MANHATTAN (CN) – More than 16,000 formerly homeless people lost a class action against New York City for defunding the Advantage rental-assistance program.
The city, state and federal government each contributed one-third of the funding for the Advantage Program, which aimed to transition formerly homeless tenants to permanent housing.
The state withdrew its support earlier this year, followed shortly afterward by federal funds.
New York City ended Advantage on April 1, leading the Legal Aid Society to file a class action on behalf of the participants.
Justice Judith Gische with the presided over a five-day bench trial at the state Supreme Court in late June and early July.

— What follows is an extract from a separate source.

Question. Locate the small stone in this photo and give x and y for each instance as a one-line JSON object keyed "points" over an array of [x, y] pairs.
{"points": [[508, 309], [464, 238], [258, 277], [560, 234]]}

The Manhattan-based court ruled in favor of the city on Wednesday, saying the defendants have the right to terminate any social-benefit program, “no matter how laudable its goals.”
The Department of Homeless Services praised the ruling in a statement. “We are gratified that Judge Gische has agreed that Legal Aid’s attempt to require city taxpayers to pay the full cost of Advantage was misguided,” Homeless Services Commissioner Seth Diamond said. “At a time of extremely limited resources, Legal Aid’s lawsuit has forced the city to spend nearly $80 million continuing a program for which the state eliminated funding.”
Diamond then criticized the state for making those cuts.
“While the state’s decision to eliminate Advantage was the wrong policy decision, we will continue to move forward in supporting homeless families in their effort to gain employment and move out of shelter,” he added.
Legal Aid Society attorney Steven Banks vowed to appeal. “By winning, the city loses” Banks said in a statement, noting that “thousands of formerly homeless families and individuals are at risk of losing their homes and flooding the shelter system.”